Greece and eurozone debt issues in general remain a dominant market factor. The euro made good gains last week as fears of a Greek default eased. It extended these gains over the weekend, to a one month high to the dollar, after EU finance ministers approved the next instalment of Greece’s bailout funds. The euro, though, is off its highs this morning with S&P warning that a debt rollover plan for Greece may put the country into selective default.The euro has also been supported by expectations that the ECB will increase its refi rate by 0.25% to 1.50% at Thursday’s meeting. The subsequent press conference will be closely watched for any steer on where rates are headed thereafter and any indications that rates will then remain on hold for some time would weigh on the euro.

The dollar, meanwhile, is being driven by the tone of economic data and Friday’s unexpected rise in the manufacturing ISM index provided the US currency with some brief support.

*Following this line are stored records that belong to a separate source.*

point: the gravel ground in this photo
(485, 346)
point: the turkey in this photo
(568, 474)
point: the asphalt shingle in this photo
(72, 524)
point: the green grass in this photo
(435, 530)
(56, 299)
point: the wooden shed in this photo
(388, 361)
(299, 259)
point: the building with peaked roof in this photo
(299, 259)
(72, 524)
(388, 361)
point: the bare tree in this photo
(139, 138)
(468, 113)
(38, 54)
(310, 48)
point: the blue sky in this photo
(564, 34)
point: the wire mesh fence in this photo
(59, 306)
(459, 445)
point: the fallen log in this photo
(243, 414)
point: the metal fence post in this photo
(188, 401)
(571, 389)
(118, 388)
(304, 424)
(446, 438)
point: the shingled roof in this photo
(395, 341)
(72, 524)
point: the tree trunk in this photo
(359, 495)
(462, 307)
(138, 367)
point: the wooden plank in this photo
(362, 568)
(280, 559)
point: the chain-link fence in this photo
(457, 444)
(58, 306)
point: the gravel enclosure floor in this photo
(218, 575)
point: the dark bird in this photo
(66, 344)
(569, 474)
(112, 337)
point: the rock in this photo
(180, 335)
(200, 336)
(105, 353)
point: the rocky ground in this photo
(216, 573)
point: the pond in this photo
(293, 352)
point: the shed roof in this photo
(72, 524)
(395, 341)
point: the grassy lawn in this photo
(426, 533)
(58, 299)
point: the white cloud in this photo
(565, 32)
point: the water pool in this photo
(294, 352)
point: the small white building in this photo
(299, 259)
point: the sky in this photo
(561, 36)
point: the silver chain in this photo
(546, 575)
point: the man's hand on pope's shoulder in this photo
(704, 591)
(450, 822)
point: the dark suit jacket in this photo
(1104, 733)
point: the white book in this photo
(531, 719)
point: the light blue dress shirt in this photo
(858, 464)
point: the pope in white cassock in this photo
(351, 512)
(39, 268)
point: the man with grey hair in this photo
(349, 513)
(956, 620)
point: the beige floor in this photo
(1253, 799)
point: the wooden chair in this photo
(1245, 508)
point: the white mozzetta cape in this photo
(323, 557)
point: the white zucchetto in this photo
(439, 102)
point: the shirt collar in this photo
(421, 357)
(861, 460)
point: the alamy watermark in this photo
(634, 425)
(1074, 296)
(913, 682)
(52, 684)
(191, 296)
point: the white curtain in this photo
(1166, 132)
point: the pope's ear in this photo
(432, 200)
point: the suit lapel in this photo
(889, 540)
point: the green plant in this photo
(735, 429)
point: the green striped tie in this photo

The main test for the dollar exchange rate this week will be Friday’s June US non-farm payrolls report. Payrolls disappointed in May, adding to the general concern about the outlook for the US economy. Another unexpectedly weak number could weigh heavily on the dollar. Trading, though, will be subdued today with the US closed for the Independence Day holiday.

The Bank of England also meets this week but with little risk of any policy change as the MPC continues to adopt a wait and see approach. Indeed, with the MPC appearing, if anything, to be moving further away from any near term policy tightening, sterling has been under pressure and is vulnerable to any weak economic data.